Sa parole était attendue à ce grand raout sur le climat. Et il n’a pas manqué l’occasion. Le président sénégalais et président en exercice de l’Union africaine, Macky Sall n’est pas allé du dos de la cuillère face au non-respect des engagements financiers pour l’Afrique à l’ouverture du sommet de Charm El –Cheick. Il n’est plus question pour l’Afrique d’attendre les engagements financiers pris depuis 2020 par la communauté internationale pour permettre au continent de jouer pleinement son rôle dans la lutte contre les changements climatiques.

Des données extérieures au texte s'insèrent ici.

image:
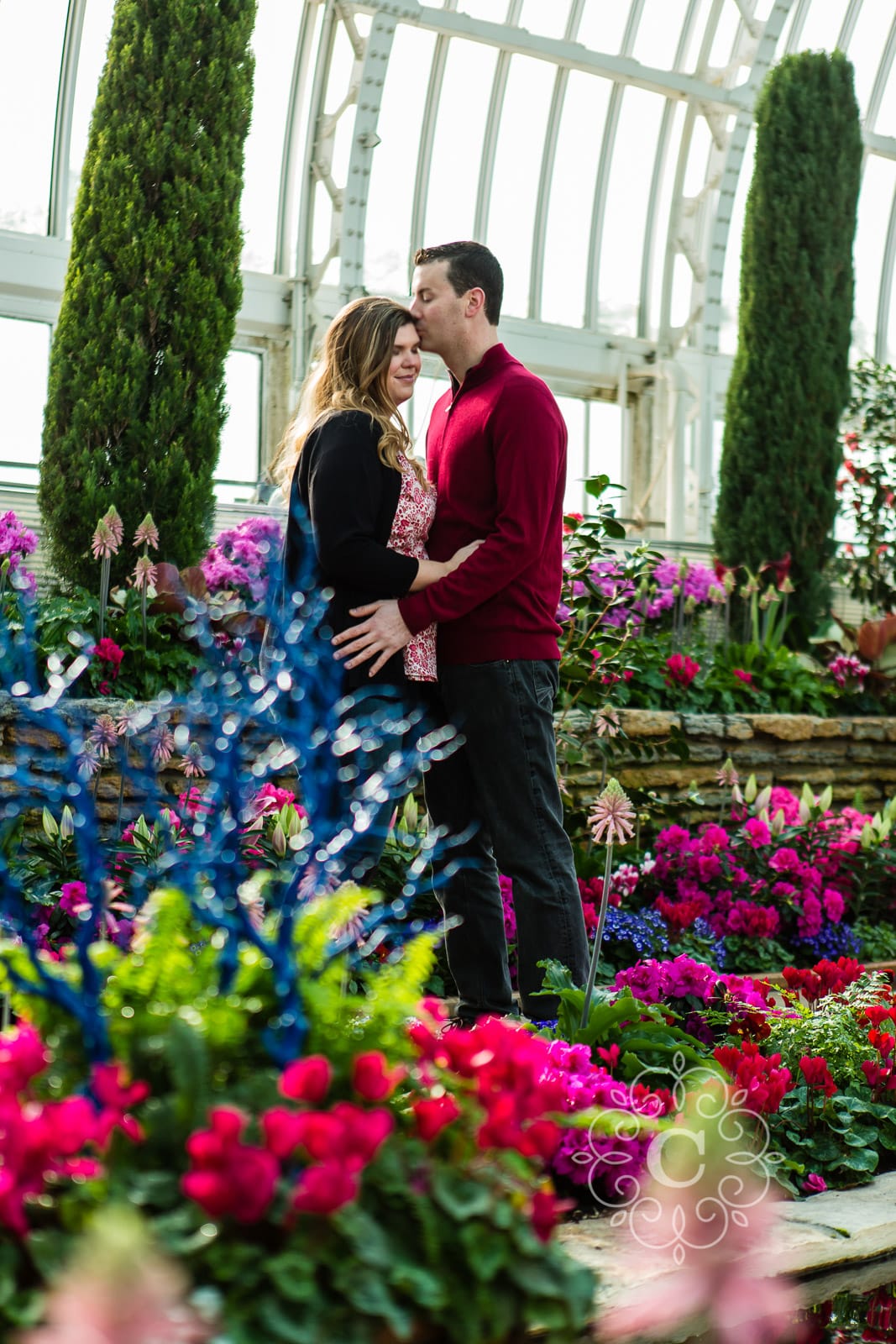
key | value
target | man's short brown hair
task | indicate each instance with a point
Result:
(469, 266)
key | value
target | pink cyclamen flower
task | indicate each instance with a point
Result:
(191, 763)
(613, 815)
(103, 542)
(103, 736)
(161, 745)
(145, 573)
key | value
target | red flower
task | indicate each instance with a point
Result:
(546, 1213)
(883, 1042)
(322, 1189)
(228, 1178)
(681, 669)
(109, 652)
(282, 1131)
(372, 1079)
(432, 1115)
(817, 1074)
(307, 1079)
(116, 1095)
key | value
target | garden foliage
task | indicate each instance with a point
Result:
(136, 398)
(790, 380)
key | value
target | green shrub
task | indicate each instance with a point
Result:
(136, 398)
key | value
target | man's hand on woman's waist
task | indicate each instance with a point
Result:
(382, 633)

C’est ce qu’a fait savoir le chef de l’Etat sénégalais. D’un ton sévère, il ira même jusqu’à brandir la menace d’un retour au charbon. «Nous aurions pu aller vers des solutions comme le charbon, ce qui est aujourd’hui en cours dans la plupart des pays industrialisés depuis la guerre en Ukraine. Si l’argent n’est pas là, nous allons recourir aux mêmes sources énergétiques pour les aspirations du développement de l’Afrique», a-t-il estimé. «Nous avons plus de 600 millions d’Africains qui n’ont pas encore accès à l’électricité. Allez dire à ces populations : attendez que la transition énergétique soit faite», a argumenté le président sénégalais, pointant le non-respect des rendez-vous pour les financements promis.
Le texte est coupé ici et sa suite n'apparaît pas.